Siempre vuelves, tocas a la puerta, sin haber recibido invitación; inesperada, sorpresiva, a veces mal recibida, pero ¿cómo no serlo? Si te enredas hasta en en mis sueños, revuelves lo que antes ya estaba puesto, rompes lo que apenas se estaba componiendo.
Y ahí estás de nuevo, justo cuando desenpolvo las fotos del abuelo y me doy cuenta de cuanto ha pasado el tiempo, es inevitable llorar; llueve en mis ojos y las gotas acarician suavemente mis mejillas, lentamente bajando, hasta mojar lo reseco de mis labios y alguna que otra foto vieja aún guardada en la caja de zapatos.
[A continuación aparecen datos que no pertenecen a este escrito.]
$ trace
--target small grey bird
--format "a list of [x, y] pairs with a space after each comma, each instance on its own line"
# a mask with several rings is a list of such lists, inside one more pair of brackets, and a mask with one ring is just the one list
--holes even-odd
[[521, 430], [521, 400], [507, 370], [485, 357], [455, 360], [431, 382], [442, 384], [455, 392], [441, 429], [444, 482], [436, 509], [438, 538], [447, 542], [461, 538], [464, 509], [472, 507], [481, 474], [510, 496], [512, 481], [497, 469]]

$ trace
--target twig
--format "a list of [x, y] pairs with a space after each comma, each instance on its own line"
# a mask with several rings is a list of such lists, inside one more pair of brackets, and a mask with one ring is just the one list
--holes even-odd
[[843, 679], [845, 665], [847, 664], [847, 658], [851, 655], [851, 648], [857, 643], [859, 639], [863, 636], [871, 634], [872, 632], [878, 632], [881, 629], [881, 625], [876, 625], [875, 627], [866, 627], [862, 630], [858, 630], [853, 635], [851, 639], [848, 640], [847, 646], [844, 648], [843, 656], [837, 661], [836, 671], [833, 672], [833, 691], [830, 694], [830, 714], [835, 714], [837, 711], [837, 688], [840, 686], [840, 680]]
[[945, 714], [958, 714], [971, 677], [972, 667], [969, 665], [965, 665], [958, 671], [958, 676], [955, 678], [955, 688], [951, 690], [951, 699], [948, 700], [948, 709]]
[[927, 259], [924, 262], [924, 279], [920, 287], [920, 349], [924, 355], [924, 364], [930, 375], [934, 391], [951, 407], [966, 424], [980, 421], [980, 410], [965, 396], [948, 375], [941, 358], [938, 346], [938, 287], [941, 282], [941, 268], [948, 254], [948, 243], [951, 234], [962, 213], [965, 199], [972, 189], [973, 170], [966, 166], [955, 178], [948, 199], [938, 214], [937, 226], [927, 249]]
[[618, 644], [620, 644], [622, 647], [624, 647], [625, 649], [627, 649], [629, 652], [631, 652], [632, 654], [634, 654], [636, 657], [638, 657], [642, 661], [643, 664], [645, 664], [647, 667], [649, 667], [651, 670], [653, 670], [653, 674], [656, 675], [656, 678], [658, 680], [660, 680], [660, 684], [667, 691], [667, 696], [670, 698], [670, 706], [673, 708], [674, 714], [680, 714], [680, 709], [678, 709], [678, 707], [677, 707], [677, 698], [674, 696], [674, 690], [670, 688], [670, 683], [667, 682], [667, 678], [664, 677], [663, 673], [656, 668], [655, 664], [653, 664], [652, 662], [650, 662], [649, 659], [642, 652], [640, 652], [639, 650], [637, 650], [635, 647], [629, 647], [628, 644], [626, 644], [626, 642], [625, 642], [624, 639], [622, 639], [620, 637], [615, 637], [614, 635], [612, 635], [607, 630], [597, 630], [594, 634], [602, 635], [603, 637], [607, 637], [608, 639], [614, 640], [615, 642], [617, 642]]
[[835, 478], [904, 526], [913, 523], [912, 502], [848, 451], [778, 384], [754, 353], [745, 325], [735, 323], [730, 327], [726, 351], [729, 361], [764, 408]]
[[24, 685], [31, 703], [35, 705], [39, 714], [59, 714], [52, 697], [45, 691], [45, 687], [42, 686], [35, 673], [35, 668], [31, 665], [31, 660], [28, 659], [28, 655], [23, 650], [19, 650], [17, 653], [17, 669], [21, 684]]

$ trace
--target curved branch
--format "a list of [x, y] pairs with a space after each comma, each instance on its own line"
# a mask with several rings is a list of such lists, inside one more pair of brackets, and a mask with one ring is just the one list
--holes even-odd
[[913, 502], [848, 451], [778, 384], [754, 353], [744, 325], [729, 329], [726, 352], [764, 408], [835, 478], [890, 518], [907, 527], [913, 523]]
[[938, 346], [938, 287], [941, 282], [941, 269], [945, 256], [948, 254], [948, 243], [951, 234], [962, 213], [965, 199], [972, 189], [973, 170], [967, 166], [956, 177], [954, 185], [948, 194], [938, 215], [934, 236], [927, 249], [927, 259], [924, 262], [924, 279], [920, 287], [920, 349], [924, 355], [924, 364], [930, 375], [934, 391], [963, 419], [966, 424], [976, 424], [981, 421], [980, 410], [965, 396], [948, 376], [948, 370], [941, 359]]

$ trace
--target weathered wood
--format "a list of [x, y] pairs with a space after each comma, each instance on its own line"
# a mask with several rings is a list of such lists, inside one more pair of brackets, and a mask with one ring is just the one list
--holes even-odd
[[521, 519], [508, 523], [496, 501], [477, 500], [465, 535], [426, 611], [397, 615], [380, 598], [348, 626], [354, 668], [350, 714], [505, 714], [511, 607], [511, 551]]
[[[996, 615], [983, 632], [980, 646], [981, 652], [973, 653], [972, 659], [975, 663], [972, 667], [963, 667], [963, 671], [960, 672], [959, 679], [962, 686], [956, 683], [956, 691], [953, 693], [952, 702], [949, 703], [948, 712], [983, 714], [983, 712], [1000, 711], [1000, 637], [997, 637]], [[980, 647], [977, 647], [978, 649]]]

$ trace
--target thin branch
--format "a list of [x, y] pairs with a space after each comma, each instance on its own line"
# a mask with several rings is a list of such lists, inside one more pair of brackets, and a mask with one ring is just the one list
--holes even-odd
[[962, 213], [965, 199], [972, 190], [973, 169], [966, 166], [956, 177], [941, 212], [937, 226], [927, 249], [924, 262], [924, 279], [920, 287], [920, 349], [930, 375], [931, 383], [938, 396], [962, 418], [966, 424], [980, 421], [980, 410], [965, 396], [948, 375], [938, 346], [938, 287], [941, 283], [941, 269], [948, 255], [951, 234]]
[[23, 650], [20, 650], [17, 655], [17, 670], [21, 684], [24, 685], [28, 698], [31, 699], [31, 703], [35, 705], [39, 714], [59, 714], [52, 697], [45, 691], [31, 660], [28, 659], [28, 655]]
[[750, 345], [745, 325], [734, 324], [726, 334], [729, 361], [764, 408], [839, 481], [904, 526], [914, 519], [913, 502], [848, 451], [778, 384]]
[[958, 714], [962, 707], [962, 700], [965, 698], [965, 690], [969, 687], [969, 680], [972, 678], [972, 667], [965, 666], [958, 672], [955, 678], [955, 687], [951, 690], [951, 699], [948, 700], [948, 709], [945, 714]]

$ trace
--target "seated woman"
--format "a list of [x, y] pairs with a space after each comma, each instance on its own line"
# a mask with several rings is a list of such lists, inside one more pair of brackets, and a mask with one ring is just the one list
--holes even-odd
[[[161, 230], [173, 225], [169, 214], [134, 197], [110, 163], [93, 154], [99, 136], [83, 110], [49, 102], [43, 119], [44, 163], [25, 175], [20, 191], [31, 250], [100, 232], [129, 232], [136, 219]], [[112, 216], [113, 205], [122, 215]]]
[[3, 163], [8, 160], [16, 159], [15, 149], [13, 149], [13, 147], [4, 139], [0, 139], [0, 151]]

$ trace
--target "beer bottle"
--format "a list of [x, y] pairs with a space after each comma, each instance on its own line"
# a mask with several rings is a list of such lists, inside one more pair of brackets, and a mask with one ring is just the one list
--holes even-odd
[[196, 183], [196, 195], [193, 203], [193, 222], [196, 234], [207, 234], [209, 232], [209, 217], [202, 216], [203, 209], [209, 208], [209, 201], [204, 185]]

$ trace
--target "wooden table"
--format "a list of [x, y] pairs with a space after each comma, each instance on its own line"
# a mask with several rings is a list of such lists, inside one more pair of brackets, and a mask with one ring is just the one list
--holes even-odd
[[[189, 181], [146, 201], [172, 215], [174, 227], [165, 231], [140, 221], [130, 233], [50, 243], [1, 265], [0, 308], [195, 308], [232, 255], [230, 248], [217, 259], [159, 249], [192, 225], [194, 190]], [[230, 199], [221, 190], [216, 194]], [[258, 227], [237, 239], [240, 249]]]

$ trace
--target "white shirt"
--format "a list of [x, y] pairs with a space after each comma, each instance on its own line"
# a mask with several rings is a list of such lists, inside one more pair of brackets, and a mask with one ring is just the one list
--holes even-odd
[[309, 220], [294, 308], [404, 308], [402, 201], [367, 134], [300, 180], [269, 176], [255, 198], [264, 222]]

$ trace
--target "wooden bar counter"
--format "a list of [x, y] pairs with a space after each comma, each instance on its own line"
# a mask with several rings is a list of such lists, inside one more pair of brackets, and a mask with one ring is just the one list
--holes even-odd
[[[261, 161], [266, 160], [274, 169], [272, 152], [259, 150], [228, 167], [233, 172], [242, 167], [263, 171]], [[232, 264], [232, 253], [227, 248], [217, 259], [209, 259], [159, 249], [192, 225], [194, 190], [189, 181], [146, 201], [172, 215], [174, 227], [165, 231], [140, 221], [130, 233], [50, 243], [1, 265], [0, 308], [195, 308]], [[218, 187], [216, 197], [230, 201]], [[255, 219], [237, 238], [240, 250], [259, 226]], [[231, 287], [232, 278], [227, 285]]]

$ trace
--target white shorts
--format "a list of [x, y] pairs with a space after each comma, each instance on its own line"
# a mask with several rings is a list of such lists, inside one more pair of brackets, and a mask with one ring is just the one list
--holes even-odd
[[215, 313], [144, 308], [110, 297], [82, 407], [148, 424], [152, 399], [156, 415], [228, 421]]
Pasan los soles, desfilan las lunas, pero tú sigues ahí, insistente en serme necesaria para seguir, pides que me entregue y deje fluir los ríos de tristeza atrapados en la presa que construí con los escombros del corazón, entonces dudo y aquello que violentamente había enterrado sale a la luz, grito pero nadie escucha, me atormento y paso las noches hipnotizada con tu constante afirmación de que todo estará bien.
Y después de un poco más de 300 días, encuentro una carta junto al mueble de mi cama –Me retiro, he terminado mi labor y haz salido victoriosa del encuentro, aún nos quedan días pendientes, noches de desvelo y abrazos solitarios a destiempo, pero, por ahora, tengo que partir con otra alma que también necesita de mi consuelo, esto no es un adiós, sino un hasta luego. Firma, tu fiel acompañante, Melancolía–.